Fast forward to this year. Another housing development proposal landed on the town council's agenda. Councillor Mary Myers worked diligently to get council to put Indian Point into a "public land trust" for the people of St. Andrews to enjoy in perpetuity. One has to wonder how the Akagi family and the rest of the remaining Passamaquoddy people feel about her patronizing gesture.

And just how should we feel about it? Well, native peoples across Canada have been working directly with the federal government on treaties for the last 200 years or more. Land claims, both historical and recent, have been negotiated and many settled. But here in this lost corner of New Brunswick the entire issue seems to have been rendered invisible and irrelevant by the Loyalists and their ancestors who still run the place. It's as if the Passamaquoddies had never existed, except for presence of their name on the bay lapping on the town's waterfront.

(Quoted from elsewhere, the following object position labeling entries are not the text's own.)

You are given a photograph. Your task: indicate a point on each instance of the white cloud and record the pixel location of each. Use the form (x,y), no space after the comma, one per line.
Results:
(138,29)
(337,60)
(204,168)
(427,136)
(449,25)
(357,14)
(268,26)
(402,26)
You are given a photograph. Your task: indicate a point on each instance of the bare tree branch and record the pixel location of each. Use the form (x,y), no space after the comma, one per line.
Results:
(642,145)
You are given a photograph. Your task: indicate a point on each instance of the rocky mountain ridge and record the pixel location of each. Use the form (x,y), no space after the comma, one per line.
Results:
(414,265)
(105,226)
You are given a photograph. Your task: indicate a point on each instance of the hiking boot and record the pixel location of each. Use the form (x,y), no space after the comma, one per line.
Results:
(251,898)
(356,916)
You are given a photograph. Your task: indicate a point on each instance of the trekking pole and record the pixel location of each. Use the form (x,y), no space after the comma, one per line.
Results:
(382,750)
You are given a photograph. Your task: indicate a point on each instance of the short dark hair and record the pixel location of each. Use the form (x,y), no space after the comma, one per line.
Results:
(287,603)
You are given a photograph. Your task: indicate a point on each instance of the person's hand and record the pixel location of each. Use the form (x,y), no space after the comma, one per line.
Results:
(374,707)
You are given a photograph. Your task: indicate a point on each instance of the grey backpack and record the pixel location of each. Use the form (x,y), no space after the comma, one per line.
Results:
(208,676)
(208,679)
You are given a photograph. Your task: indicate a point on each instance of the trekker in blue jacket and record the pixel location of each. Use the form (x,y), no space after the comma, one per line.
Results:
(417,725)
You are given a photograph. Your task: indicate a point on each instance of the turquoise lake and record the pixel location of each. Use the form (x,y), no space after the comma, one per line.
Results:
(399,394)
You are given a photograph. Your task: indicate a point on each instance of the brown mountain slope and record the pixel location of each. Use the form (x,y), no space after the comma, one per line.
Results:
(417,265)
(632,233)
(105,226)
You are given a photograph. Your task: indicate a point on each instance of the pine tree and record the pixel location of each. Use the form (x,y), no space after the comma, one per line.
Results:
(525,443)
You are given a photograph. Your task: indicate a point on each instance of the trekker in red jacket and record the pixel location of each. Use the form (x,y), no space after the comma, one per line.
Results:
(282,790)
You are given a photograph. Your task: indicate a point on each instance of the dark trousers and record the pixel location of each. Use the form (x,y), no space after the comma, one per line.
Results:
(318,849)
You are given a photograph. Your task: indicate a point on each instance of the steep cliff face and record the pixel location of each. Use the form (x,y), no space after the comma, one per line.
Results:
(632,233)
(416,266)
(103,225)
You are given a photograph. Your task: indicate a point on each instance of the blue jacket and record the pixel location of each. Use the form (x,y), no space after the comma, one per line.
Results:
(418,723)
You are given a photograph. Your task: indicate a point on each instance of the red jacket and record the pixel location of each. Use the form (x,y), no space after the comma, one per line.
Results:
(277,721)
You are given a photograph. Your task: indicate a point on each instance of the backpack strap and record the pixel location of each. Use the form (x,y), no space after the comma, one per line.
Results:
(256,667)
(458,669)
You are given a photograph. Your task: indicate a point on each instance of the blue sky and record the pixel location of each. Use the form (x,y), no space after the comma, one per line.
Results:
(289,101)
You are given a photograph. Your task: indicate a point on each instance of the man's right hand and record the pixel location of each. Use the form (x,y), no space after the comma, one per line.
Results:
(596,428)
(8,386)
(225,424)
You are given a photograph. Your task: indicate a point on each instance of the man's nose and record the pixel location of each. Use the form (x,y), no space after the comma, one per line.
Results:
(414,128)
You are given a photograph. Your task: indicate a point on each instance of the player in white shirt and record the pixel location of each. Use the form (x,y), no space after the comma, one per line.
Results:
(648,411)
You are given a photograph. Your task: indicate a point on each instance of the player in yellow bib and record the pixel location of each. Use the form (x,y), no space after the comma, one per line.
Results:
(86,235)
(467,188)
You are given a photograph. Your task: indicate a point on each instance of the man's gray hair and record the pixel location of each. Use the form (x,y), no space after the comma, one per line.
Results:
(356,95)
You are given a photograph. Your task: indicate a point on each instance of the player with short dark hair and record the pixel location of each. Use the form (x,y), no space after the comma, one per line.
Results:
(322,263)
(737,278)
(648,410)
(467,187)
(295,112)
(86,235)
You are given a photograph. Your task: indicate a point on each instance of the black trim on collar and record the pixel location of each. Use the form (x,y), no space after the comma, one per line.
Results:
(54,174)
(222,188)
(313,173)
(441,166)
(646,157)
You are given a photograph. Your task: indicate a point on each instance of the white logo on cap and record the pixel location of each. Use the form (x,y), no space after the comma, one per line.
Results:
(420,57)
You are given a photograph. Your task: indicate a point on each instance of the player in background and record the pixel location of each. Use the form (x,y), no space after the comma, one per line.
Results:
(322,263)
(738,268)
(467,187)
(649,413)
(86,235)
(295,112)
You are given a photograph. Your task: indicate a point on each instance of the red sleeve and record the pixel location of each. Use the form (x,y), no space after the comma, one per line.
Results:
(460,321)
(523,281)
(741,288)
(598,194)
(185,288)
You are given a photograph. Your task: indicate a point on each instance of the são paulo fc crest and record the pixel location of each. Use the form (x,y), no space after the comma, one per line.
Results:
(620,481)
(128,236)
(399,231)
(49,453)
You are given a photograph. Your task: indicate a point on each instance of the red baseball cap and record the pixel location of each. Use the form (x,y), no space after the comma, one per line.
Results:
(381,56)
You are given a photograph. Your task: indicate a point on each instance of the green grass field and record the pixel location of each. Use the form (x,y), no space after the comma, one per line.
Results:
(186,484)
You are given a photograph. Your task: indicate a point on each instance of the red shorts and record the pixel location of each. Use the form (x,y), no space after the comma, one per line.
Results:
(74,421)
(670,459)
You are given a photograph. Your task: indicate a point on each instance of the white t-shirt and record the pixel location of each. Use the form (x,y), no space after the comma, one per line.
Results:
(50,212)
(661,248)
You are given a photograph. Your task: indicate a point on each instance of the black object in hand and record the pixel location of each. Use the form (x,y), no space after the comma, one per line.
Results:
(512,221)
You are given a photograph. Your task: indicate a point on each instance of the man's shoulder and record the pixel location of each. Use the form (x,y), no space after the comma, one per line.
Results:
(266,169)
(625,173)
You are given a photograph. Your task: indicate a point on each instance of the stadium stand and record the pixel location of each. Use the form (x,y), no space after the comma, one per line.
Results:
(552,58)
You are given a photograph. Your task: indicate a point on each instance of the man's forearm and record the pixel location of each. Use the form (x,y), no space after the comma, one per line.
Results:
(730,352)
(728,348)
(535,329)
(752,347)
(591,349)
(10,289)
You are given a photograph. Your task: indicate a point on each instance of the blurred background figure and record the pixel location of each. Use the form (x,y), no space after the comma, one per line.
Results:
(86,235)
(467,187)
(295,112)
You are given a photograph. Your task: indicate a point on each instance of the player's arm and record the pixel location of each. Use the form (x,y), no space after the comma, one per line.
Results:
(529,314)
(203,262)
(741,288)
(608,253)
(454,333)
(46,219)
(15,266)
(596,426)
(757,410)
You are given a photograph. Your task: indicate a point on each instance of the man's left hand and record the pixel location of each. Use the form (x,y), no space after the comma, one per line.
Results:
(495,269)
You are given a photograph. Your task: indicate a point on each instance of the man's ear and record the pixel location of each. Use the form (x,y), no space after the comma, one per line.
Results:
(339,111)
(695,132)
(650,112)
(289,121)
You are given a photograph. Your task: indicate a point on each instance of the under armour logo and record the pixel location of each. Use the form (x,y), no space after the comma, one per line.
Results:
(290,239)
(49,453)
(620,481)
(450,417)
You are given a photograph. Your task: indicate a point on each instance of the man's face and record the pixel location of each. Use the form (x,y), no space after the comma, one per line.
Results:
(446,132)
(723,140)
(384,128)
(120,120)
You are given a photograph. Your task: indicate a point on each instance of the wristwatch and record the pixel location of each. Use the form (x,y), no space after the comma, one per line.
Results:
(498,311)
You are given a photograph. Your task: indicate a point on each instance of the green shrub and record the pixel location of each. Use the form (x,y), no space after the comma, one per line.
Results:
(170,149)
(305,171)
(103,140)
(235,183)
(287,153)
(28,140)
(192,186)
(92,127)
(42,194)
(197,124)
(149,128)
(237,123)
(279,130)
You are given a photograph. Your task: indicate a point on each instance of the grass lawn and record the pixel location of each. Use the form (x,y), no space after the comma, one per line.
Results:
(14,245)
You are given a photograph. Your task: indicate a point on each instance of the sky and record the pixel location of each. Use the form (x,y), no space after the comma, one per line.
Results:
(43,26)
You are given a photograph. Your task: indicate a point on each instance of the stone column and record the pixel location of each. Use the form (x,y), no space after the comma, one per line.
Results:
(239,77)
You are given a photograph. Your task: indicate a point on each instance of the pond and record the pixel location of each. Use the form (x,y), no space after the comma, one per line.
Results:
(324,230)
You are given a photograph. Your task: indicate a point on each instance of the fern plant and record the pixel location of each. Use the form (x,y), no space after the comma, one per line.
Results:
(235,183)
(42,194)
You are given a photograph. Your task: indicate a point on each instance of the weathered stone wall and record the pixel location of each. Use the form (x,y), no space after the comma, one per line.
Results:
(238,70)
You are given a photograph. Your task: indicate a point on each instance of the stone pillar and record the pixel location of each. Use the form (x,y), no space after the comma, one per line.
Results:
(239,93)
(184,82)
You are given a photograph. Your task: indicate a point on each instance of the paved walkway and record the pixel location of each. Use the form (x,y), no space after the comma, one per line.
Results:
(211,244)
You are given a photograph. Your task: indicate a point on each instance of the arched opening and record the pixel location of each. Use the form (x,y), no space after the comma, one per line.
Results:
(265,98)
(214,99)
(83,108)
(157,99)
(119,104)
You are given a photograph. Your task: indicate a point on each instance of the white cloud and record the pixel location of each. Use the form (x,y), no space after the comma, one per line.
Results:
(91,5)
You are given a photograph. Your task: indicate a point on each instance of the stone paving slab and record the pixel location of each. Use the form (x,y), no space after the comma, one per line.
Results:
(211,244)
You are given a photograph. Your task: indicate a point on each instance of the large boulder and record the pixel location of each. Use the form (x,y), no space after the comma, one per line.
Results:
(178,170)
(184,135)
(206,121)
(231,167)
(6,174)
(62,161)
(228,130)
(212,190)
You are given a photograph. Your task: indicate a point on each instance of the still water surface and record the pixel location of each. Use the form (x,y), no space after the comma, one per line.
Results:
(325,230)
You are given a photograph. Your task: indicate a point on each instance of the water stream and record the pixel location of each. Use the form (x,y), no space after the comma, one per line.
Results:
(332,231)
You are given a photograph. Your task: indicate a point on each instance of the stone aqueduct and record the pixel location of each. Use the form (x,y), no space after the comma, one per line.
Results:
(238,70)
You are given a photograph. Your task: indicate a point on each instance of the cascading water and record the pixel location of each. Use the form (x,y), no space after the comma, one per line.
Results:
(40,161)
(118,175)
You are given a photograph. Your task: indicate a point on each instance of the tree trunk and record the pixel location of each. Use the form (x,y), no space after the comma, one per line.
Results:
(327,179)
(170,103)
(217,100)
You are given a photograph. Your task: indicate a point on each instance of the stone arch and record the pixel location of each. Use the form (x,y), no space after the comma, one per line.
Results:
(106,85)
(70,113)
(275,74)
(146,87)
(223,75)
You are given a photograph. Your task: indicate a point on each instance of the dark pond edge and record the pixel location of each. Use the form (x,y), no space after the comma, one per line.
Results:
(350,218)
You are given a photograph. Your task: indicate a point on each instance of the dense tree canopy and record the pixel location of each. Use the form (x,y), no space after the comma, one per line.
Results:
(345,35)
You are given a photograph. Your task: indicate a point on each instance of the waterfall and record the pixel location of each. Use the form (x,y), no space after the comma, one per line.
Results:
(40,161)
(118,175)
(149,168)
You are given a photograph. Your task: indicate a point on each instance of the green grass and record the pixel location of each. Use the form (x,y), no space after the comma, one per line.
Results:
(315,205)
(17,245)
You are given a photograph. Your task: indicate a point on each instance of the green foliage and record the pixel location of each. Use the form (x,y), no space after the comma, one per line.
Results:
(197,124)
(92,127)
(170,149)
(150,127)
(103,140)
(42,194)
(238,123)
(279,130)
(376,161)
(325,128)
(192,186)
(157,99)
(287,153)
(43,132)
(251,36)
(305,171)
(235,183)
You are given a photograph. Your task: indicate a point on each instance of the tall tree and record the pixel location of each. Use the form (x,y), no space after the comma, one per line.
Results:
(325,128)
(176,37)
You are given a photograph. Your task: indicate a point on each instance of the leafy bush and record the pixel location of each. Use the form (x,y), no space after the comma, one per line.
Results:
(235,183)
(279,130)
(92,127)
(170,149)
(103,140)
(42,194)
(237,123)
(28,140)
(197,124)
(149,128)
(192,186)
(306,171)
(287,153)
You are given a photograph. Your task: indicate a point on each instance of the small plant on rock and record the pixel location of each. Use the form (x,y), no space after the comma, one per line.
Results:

If we were a moral and honorable people what should happen would be exactly opposite to what has already happened. The 100 acres of land should be returned, immediately, to the Chief of the Passamaquoddy Tribe. The federal and provincial governments should generously contribute a hundred or more millions of dollars to the tribe to make restitution for the theft of the St. Andrews town site and occupying it illegally for 227 years.

I am sure they would be as good or better stewards of that land than we've been, what with our building of sewage lagoons and RV parking lots.

Of course, many long-term residents of St. Andrews might think this solution is outrageous. But imagine how we would feel if a wave of foreigners came and took over all the best available land around our town? Would we be as gracious as the Akagis and Passamaquoddies have been?

Given our history I highly doubt it.